Arrived at the Trinidad Lake State Park visitor center to check in. After being just a day or two behind Barb and Ron for about a week, I finally caught up. Or perhaps they traveled slow enough for me to catch up. They had just registered for their one night stay. I registered for a two night stay. They elected a lower priced camping option on the opposite side of the lake. From my campsite on the ridge above the lake, their white coach could be seen.
Later that afternoon, Barb and Ron stopped at my campsite. We chatted and caught up on living and life. We will probably cross paths again before too long. They will be in the Denver area for several weeks before heading north to the SKP Escapade in Gillett, Wyoming.
Trinidad Lake is at its lowest since 1992. No change is expected in that level this summer. It will essentially be a pond. The outflow equals the inflow from the Purgertoire (pronounced "purgatory" by the locals) River. That much smaller lake of water might make it pretty tough on the remaining fish.
Downtown Trinidad was a once thriving town that struggles to stay relevant. Without maintenance or tenants, there are several empty buildings and store fronts. It is a struggle experienced by many small towns.
Stopped at the Arthur Roy Mitchell museum to view his collection of art. Appears he didn't part with his art. The walls are covered with his art.

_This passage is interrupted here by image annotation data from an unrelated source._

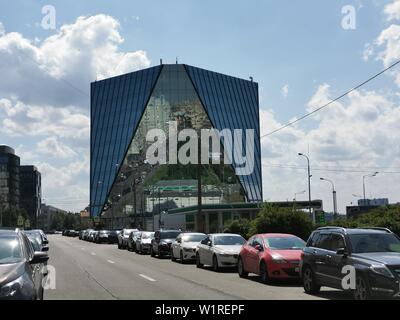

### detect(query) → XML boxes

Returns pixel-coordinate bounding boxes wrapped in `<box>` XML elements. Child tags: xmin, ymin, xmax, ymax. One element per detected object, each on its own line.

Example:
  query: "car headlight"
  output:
<box><xmin>0</xmin><ymin>276</ymin><xmax>24</xmax><ymax>298</ymax></box>
<box><xmin>370</xmin><ymin>264</ymin><xmax>394</xmax><ymax>278</ymax></box>
<box><xmin>271</xmin><ymin>254</ymin><xmax>288</xmax><ymax>264</ymax></box>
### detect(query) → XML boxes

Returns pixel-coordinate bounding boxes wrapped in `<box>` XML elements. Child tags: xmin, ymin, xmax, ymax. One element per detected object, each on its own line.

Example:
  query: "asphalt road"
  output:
<box><xmin>44</xmin><ymin>235</ymin><xmax>347</xmax><ymax>300</ymax></box>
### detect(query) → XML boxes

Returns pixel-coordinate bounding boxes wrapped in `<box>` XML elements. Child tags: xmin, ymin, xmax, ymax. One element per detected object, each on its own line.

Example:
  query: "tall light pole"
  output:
<box><xmin>319</xmin><ymin>178</ymin><xmax>337</xmax><ymax>219</ymax></box>
<box><xmin>363</xmin><ymin>172</ymin><xmax>379</xmax><ymax>206</ymax></box>
<box><xmin>299</xmin><ymin>153</ymin><xmax>316</xmax><ymax>224</ymax></box>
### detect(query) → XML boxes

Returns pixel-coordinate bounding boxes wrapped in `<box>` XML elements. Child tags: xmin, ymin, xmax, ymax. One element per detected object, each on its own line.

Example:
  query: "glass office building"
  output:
<box><xmin>90</xmin><ymin>64</ymin><xmax>262</xmax><ymax>228</ymax></box>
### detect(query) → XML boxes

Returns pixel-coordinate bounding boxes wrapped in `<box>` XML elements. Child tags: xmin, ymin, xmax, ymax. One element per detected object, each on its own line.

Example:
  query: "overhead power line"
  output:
<box><xmin>261</xmin><ymin>60</ymin><xmax>400</xmax><ymax>139</ymax></box>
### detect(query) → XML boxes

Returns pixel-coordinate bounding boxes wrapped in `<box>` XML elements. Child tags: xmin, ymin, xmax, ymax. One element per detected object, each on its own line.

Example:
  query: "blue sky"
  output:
<box><xmin>0</xmin><ymin>0</ymin><xmax>400</xmax><ymax>212</ymax></box>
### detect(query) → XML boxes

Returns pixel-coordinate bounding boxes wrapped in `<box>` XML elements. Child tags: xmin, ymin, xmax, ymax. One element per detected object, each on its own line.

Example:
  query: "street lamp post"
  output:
<box><xmin>320</xmin><ymin>178</ymin><xmax>337</xmax><ymax>219</ymax></box>
<box><xmin>299</xmin><ymin>153</ymin><xmax>316</xmax><ymax>224</ymax></box>
<box><xmin>363</xmin><ymin>172</ymin><xmax>379</xmax><ymax>206</ymax></box>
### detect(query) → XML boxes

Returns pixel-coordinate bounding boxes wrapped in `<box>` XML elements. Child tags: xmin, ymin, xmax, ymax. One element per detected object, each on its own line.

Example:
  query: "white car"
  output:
<box><xmin>196</xmin><ymin>233</ymin><xmax>246</xmax><ymax>271</ymax></box>
<box><xmin>171</xmin><ymin>232</ymin><xmax>207</xmax><ymax>263</ymax></box>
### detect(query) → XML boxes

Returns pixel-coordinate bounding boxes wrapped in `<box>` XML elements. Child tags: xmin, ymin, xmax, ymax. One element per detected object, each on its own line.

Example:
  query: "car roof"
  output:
<box><xmin>255</xmin><ymin>233</ymin><xmax>297</xmax><ymax>238</ymax></box>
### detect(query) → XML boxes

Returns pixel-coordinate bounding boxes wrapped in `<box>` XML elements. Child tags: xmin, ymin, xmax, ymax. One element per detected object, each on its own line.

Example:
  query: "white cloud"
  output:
<box><xmin>0</xmin><ymin>14</ymin><xmax>150</xmax><ymax>109</ymax></box>
<box><xmin>384</xmin><ymin>0</ymin><xmax>400</xmax><ymax>21</ymax></box>
<box><xmin>36</xmin><ymin>137</ymin><xmax>76</xmax><ymax>159</ymax></box>
<box><xmin>281</xmin><ymin>84</ymin><xmax>289</xmax><ymax>98</ymax></box>
<box><xmin>0</xmin><ymin>14</ymin><xmax>150</xmax><ymax>210</ymax></box>
<box><xmin>260</xmin><ymin>84</ymin><xmax>400</xmax><ymax>213</ymax></box>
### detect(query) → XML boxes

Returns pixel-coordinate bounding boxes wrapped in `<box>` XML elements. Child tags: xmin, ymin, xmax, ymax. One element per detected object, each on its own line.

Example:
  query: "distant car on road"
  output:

The on site "ticket taker" said that there were many more in the basement. The museum contains a reconstruction of Mitchell's painting studio.
Amazing to me was the museum was in the one time Jamieson Department Store -- built about 1890. The store ceilings and floors had not been upgraded. The tin ceiling survives intact with the wooden floors and stair cases. No doubt it was the place to shop until closing its doors in the early 1980s.
The First National Bank is a treasure that has survived intact from its initial construction in 1892. Three floors of quarried stone provide a very attractive building. (Today, commercial buildings appear to be built by cost accountants. Build a shell and attach a sign with the company logo. When time to sell, take the sign off.)
Inside the bars still exist for teller stations.
Something new to explore is a good thing. It was a good day and on to the next stop at the Colorado Springs Elks Lodge.